Pizzly Bears and 5 More Hybrid Animals

A pizzly bear is what the offspring of a polar bear and a grizzly bear is often called, although they are sometimes referred to as grolar bears too. These hybrid animals have come to the fore recently as their numbers seem to be growing in the northern regions of Canada. It is thought that climate change and the increasing temperatures in the Canadian Arctic have driven the polar bears further south in search of food and grizzlies further north in search of unexplored grounds. Polar bears do not normally choose to mate with other species but are known to do so when faced with the choice between this option and not mating at all.

Although the result of the cross-species relationship is a healthy, and still rather cute-looking, bear, scientists have warned that the genetics of the polar bear could soon be whipped out if this was to continue.

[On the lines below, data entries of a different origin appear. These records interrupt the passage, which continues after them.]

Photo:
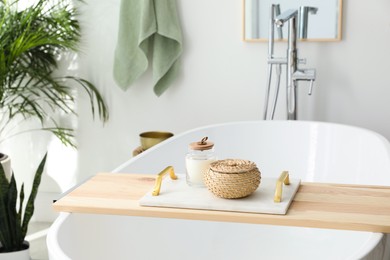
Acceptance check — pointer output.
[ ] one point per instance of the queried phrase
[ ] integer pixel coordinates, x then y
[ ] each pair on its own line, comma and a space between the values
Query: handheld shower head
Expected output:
285, 16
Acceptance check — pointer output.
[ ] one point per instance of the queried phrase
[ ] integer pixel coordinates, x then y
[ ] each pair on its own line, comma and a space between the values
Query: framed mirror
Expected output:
324, 24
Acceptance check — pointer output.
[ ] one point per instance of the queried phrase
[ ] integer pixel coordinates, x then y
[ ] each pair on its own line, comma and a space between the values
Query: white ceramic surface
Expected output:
318, 152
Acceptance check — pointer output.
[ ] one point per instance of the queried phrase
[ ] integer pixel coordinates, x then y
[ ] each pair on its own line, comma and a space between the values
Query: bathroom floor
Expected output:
36, 235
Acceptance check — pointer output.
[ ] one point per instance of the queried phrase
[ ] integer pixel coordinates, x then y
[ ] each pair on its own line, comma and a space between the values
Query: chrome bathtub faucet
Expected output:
293, 73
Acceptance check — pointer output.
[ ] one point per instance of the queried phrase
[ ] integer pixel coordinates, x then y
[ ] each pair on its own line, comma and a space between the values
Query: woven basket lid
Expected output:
202, 144
232, 166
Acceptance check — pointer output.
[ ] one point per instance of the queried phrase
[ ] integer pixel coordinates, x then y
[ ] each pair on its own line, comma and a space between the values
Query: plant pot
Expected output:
17, 255
5, 160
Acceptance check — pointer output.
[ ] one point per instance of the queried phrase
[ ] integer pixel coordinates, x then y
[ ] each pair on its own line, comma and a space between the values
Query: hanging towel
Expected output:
148, 29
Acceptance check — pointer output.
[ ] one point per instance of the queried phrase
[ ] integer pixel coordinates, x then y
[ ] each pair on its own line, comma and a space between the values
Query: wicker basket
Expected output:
232, 178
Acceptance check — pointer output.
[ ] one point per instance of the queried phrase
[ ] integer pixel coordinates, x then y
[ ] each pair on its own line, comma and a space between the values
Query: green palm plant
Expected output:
31, 40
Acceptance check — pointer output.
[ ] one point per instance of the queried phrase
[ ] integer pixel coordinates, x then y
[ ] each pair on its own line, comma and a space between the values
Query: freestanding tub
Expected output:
312, 151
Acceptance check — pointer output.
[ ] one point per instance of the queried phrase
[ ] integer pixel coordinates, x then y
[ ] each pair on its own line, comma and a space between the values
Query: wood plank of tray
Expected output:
334, 206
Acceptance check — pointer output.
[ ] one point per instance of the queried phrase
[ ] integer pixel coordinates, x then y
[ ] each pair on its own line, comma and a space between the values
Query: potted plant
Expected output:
32, 39
15, 215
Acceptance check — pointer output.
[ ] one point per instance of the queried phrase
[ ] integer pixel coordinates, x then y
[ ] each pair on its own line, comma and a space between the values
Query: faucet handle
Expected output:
307, 75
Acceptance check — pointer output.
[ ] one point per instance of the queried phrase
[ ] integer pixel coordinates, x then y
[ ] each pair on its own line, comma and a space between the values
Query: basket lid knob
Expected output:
202, 144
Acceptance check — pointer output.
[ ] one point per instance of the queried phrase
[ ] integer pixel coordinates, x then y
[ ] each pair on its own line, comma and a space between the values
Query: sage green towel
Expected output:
148, 29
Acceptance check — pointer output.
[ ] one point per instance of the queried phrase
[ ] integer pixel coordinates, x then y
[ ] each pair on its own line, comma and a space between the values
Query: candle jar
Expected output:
198, 159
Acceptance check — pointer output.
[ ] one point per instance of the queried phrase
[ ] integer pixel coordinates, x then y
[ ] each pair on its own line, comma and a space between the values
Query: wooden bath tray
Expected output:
335, 206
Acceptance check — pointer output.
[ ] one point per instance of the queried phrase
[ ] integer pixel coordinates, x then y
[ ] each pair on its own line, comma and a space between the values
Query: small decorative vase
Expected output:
17, 255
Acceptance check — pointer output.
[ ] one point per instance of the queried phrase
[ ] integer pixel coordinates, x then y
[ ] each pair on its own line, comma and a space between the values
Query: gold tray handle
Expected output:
284, 178
157, 186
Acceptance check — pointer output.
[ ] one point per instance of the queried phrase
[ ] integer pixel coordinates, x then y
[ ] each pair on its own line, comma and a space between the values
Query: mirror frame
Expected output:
336, 39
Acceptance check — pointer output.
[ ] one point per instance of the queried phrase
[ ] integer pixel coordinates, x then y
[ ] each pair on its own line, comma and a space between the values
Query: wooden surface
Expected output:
335, 206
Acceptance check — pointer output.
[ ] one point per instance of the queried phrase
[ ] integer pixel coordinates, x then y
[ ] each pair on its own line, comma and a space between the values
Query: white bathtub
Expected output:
317, 152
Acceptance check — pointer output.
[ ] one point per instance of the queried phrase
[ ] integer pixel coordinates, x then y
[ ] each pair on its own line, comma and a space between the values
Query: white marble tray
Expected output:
177, 194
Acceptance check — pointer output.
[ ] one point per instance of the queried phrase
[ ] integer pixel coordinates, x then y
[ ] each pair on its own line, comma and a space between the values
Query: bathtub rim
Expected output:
55, 251
204, 127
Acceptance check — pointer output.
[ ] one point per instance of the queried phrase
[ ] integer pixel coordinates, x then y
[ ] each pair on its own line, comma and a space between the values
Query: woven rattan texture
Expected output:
232, 178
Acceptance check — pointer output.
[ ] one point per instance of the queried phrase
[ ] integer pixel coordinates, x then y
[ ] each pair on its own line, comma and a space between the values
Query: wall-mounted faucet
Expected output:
293, 74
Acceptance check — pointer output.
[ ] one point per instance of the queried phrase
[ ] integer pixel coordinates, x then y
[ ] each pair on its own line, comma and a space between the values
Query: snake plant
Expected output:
31, 42
14, 218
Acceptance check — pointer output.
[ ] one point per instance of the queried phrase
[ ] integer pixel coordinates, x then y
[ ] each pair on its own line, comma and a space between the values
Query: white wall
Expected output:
223, 79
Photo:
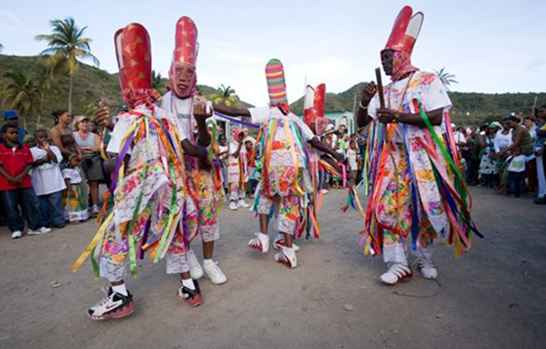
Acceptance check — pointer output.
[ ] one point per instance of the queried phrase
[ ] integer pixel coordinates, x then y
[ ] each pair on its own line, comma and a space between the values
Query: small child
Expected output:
76, 203
352, 161
47, 180
235, 170
16, 186
516, 172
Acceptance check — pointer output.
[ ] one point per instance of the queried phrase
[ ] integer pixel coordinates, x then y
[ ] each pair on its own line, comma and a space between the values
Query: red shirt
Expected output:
14, 161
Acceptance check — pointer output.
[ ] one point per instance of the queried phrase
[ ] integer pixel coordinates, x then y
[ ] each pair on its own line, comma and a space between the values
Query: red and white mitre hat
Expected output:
405, 30
186, 46
133, 52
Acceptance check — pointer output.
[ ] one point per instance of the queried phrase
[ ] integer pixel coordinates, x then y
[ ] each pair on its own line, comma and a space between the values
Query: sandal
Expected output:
396, 273
260, 243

Dilution occurs the further down the generations these hybrids go and eventually the more dominate grizzly DNA will take over completely.

Here are five other hybrid species from the Polar Regions and further afield.


The cross between a narwhal and a beluga whale has been spotted by fishermen off the coast of Greenland and even caught in some cases. The animal is said to have a large head and teeth that resemble both species but doesn’t feature the distinctive tusk that protrudes from the head of a narwhal.


The offspring of a male lion and a female tiger, a liger is one of the most common and well-known hybrids today. Not only are ligers larger than both of their parent species, they also possess personality traits from tigers and lions. They only ever occur in captivity as the two animals will never meet in the wild. Several zoos contain ligers and there is even one in Russia that features a baby born from a liger mother and lion father, now known as a liliger.


There are many different zebroid hybrids (caused by a zebra mating with a range of other equine animals), but zedonks are the most common, with some even being born here in the UK. With zebra fathers and donkey mothers, zedonks resemble the latter but typically have strips that will stay with them all their lives.


The only camas to have ever been born are the result of artificial insemination. In Dubai, there was a desire to create an animal that could produce more wool than a llama but that was as strong as a camel. Unfortunately, the experiment was not a success and the cama offspring displayed a temper even more stubborn than a camel’s. Like llamas, they do not have humps but their coat is not quite as soft.


Only one wholphin exists in captivity (Kekaimalu, in Hawaii) but there have been rare sightings of them in the wild too. These hybrids are the result of a female bottlenose dolphin and a male false killer whale mating but they are not a cross between a whale and a dolphin. That is because false killer whales, and killer whales for that matter, are actually part of the dolphin family. Unlike a lot of hybrids, Kekaimalu has proved to be fertile, giving birth to three calves. Sadly, though, only one is still alive today.